School officials plan to hold public hearings on their proposal to house eighth and ninth grades in the new middle school - keeping sixth and seventh grades at the current school.
Tax facts
The one-cent tax is expected to raise about $16 million.
89 percent of voters favored continuing the tax.
Of the 1,148 ballots cast in the special election, there were 1,026 yes votes and 118 no-votes, according to McDuffie County Election Superintendent Tiffany Neal.
Voters approved the first special-purpose local option sales tax in 1999 for a period of three years.
The current campaign, which will expire Dec. 31, is projected to raise $8.9 million for school improvements.
The new campaign voters approved Tuesday will extend the tax for five years.
The proposal would divide the one larger school into two smaller schools with a population of around 500, but the benefits could be much more important, said McDuffie County School Superintendent Ed Grisham.
"The greatest dropout rate statewide and in McDuffie County is in ninth grade," Grisham said. "The thinking there is if we create a two-grade school for eighth and ninth grade we can better target that grade and create a better instructional program and hopefully reduce the dropout rate."
McDuffie County's dropout rate in grades nine through twelve is 8.1 percent, as compared to the state average of 6.4 percent, according to the Georgia Department of Education's Report Card.
But McDuffie County may run into difficulty trying to think outside the box, said Joanne Lee, Georgia Department of Education's education program manager for middle grades education.
According to State Board of Education rule, a middle school is defined as a school containing grades six, seven and eight or grades seven and eight.

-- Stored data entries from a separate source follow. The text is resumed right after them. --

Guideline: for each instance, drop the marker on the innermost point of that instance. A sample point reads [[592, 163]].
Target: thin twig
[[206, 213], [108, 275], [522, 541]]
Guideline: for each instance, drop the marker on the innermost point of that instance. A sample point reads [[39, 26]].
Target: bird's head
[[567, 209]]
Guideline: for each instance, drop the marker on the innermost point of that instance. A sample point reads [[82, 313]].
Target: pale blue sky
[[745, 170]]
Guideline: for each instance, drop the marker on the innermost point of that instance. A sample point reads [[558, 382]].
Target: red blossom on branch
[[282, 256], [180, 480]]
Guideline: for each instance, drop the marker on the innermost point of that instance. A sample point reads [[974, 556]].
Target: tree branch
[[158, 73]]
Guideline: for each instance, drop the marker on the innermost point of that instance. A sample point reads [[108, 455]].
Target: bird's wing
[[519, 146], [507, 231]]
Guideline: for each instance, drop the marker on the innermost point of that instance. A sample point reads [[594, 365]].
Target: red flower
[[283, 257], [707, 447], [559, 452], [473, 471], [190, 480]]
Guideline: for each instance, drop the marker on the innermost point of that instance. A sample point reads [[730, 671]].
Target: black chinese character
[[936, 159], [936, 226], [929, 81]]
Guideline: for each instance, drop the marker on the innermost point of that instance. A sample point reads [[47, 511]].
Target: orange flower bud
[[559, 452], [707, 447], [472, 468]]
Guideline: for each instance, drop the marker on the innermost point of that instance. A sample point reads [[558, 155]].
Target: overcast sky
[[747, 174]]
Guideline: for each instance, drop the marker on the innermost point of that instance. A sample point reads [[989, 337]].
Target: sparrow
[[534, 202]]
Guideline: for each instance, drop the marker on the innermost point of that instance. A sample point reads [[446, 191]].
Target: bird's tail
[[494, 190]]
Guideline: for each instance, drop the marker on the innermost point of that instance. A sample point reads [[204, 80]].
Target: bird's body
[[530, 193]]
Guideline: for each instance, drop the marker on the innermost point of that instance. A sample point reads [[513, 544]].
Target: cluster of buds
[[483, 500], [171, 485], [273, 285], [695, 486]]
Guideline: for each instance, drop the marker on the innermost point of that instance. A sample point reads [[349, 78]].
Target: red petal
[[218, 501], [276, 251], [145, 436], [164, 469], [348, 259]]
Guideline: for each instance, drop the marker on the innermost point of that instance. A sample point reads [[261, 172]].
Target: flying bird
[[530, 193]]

McDuffie County may have difficulty getting state funds for the school or its programs, she said.
Before the shift to the middle school and the middle-school team teaching concept two decades ago, there were junior high schools which housed grades seven through nine.

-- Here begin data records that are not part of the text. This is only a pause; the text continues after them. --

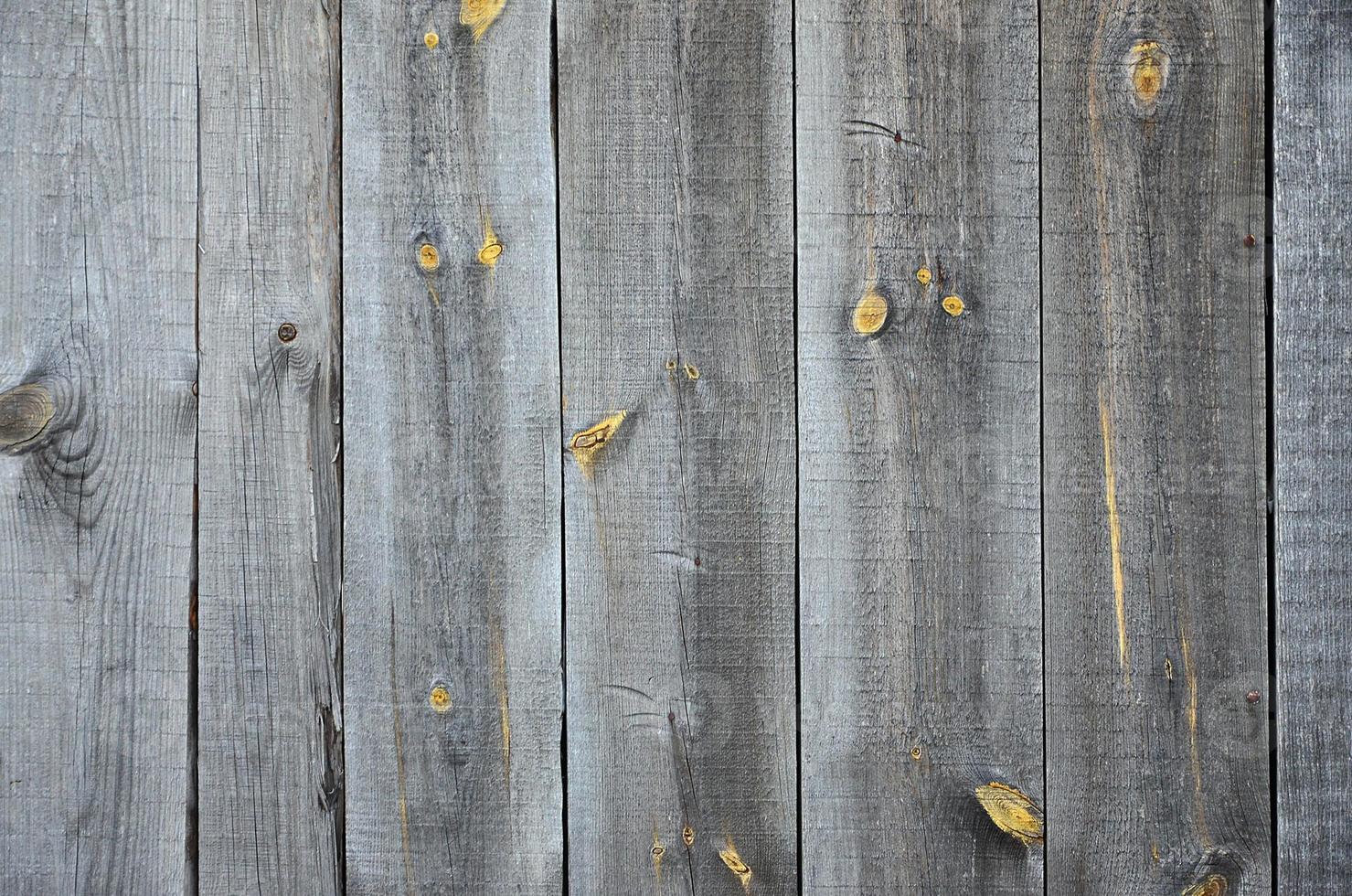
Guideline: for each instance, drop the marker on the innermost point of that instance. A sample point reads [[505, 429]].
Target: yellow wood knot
[[1149, 65], [490, 253], [1013, 811], [25, 412], [871, 313], [491, 248], [428, 257], [587, 445], [480, 14], [1213, 885], [736, 865]]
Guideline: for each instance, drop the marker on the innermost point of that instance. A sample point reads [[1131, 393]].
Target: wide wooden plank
[[1312, 149], [270, 771], [452, 562], [98, 146], [676, 272], [1155, 448], [918, 342]]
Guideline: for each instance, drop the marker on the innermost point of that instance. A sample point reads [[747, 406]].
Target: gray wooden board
[[1155, 446], [270, 766], [98, 115], [677, 308], [920, 571], [1313, 383], [452, 466]]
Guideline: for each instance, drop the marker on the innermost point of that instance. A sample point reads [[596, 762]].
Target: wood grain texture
[[1313, 383], [96, 251], [1155, 446], [677, 308], [270, 751], [920, 574], [452, 595]]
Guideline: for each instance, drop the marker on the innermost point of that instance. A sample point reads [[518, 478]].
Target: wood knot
[[871, 313], [440, 698], [1213, 885], [736, 865], [1013, 811], [480, 14], [1149, 68], [587, 445], [25, 412], [428, 257]]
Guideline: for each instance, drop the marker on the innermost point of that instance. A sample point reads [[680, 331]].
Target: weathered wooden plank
[[270, 769], [452, 476], [676, 261], [918, 342], [1155, 446], [1312, 144], [96, 417]]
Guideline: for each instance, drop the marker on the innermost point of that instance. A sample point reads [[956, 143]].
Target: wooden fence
[[654, 446]]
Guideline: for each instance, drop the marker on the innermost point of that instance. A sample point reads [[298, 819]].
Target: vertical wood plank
[[1313, 383], [270, 771], [920, 576], [96, 421], [1155, 445], [676, 274], [452, 476]]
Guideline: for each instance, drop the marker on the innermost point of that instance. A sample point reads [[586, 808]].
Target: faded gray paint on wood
[[920, 574], [1313, 383], [96, 414], [270, 765], [452, 468], [1155, 446], [677, 308]]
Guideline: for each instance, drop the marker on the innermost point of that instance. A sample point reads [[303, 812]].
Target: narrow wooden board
[[270, 749], [1155, 448], [98, 115], [921, 557], [452, 598], [1313, 387], [677, 311]]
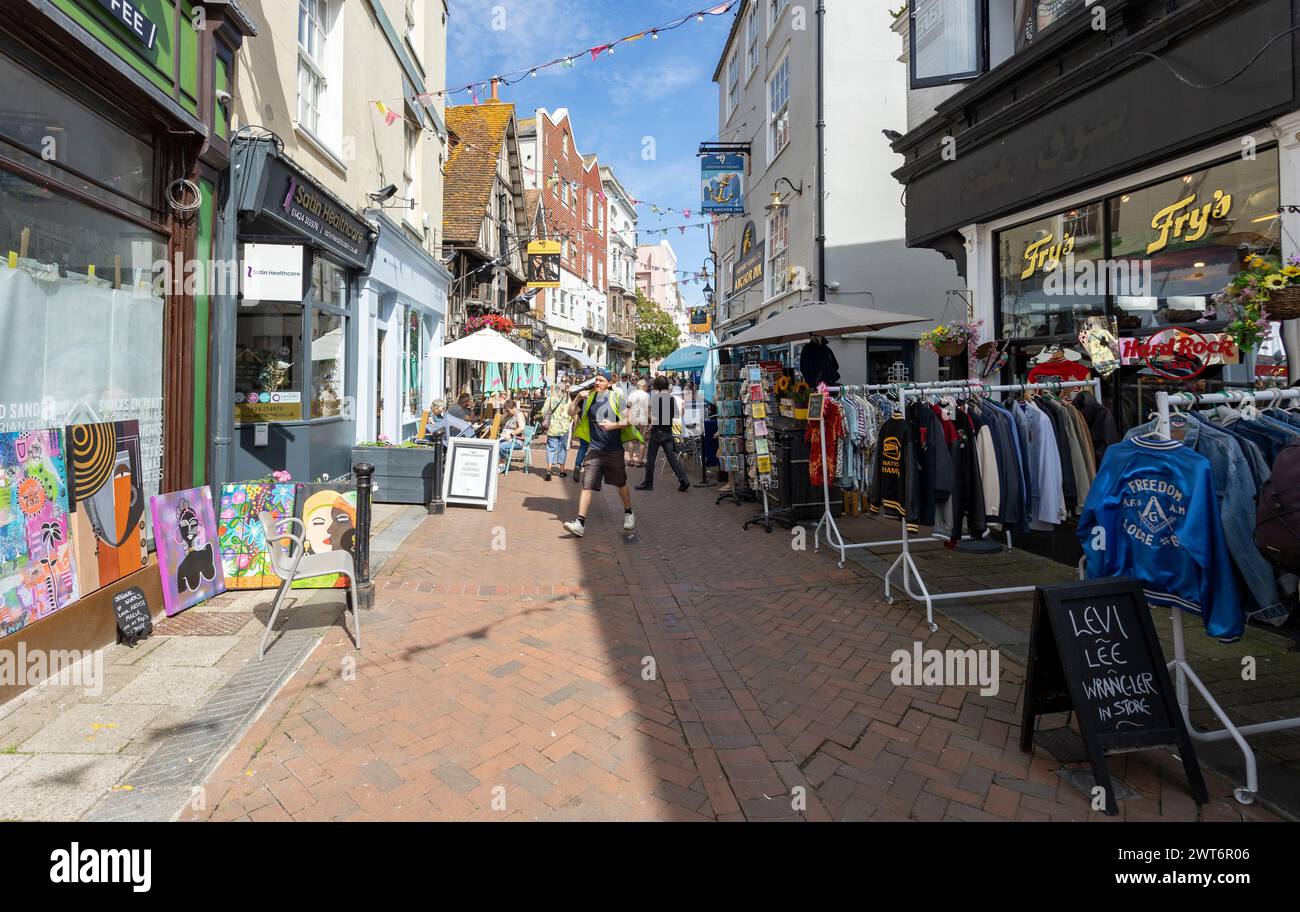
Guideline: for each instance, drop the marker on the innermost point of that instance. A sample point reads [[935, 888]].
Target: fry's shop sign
[[1179, 354]]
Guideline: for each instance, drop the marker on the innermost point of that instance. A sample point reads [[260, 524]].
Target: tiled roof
[[479, 131]]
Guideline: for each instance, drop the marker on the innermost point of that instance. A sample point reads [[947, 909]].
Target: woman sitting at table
[[511, 430]]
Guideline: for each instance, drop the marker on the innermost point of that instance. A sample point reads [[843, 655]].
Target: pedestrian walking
[[603, 422], [555, 424], [664, 408], [638, 409]]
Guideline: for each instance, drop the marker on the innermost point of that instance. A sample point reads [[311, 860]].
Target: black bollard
[[364, 587]]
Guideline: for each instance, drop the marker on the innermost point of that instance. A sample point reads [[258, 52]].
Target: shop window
[[1031, 260], [269, 361], [81, 315], [329, 346], [1184, 238]]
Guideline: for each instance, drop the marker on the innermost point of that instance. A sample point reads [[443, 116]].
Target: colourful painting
[[245, 552], [105, 502], [185, 533], [329, 521], [38, 568]]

"They can do what they want in their building, however, to receive middle school program money you have to have seventh and eighth grades in the same building," Lee said. "There are many different philosophies, and there are some who have tried to implement ninth grade centers to make the transition smoother. And some high schools have separated out the ninth grade, but I don't know of any schools that have just eighth and ninth grades."
The state provides funding for one teacher for every 23 pupils for a middle-grades program. For a middle-school program that utilizes the team teaching concept, the state provides one teacher for every 20 pupils, since it takes more teachers to implement this program, Lee said.

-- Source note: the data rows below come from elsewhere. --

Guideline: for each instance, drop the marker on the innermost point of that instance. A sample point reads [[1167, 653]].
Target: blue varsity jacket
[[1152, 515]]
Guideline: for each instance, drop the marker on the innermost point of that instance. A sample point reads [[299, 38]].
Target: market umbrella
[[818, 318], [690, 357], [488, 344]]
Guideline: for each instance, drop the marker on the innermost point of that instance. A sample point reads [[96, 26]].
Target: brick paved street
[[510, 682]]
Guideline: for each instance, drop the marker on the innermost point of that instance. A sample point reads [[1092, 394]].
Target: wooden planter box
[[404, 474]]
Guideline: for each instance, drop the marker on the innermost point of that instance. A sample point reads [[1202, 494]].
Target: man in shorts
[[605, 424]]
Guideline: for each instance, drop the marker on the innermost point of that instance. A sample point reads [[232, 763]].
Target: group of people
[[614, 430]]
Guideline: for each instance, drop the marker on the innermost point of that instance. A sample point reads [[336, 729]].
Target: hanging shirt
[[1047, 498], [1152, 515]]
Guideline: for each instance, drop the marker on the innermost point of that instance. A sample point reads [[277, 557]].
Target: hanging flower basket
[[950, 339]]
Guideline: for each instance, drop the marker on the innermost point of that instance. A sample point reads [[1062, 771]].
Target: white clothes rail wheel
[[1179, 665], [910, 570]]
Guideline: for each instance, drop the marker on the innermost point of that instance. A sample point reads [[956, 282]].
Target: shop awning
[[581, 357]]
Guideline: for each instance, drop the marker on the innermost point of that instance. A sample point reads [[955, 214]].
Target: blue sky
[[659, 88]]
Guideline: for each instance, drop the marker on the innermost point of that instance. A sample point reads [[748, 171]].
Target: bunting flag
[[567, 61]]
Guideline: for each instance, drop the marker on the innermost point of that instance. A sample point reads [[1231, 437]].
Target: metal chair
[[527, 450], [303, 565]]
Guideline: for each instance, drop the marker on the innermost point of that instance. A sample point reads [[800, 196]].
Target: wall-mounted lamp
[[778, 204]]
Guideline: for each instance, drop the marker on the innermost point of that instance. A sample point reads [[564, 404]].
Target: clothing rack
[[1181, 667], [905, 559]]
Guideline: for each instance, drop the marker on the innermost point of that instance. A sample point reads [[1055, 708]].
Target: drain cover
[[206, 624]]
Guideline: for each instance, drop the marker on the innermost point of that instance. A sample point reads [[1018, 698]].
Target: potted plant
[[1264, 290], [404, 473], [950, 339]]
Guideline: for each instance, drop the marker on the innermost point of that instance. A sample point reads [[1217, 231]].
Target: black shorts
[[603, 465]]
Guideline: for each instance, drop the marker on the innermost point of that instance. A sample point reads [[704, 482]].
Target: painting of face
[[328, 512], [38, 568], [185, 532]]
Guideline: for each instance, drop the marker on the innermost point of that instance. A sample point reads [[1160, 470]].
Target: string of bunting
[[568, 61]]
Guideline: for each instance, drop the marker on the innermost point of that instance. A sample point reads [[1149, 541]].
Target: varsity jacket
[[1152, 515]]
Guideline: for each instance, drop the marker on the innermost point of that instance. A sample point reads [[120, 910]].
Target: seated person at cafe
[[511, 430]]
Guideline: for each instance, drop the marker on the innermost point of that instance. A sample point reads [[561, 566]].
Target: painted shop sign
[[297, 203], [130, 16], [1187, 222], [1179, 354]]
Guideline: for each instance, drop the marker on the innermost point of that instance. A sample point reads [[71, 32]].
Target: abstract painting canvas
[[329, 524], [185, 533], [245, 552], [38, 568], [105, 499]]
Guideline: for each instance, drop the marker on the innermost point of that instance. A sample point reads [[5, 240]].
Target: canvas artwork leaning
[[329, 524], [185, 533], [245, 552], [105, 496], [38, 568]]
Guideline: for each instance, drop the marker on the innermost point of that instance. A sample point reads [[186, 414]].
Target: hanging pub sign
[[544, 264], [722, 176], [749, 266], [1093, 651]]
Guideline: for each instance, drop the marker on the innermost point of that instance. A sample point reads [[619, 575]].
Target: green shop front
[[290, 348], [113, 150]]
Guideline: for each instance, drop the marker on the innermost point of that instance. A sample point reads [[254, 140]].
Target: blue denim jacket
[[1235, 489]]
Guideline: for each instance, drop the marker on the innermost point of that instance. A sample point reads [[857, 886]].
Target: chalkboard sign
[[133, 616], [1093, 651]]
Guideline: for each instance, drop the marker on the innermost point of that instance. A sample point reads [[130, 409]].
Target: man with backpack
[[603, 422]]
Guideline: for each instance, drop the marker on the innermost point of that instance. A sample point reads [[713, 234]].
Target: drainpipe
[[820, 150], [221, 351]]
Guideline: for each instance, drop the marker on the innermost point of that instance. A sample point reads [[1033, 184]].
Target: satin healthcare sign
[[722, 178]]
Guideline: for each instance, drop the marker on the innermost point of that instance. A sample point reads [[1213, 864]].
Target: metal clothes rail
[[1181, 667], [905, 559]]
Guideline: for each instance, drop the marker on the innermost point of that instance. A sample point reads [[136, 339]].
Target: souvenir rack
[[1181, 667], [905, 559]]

During the current sales-tax campaign, the McDuffie County School System purchased 38 acres across from the high school on Whiteoak Road for the new facility, which is projected to cost about $10 million and will hold up to 650 pupils. Construction is expected to begin in 2005.
School officials have budgeted $7.5 million in sales-tax funds for the new middle school, and are expecting about $2 million more in state construction dollars. Located across from the high school, the two school's could share parking, athletic facilities and the fine arts auditorium, Grisham said.
Pulling ninth grade out of the high school also would relieve the potential for overcrowding there, he added.
"We also believe it would allow us to structure an ideal program for grades six and seven at the present middle school, and obviously we would have ample space there," Grisham said.
But there are other obstacles to implementing such a plan. At the middle school where the eighth-and ninth-graders would be, the ninth-graders would be earning Carnegie credits toward graduation, but the eighth-graders would not. There also is the issue of how a pupil would make up a course if he failed it and then moved on to the high school. Teacher certification also would be an issue: some would be certified to teach middle grades and some would be certified to teach high school because of the state's certification structure.
"There are a lot of encouraging scenarios as we explore this, but there are obstacles too," Grisham said.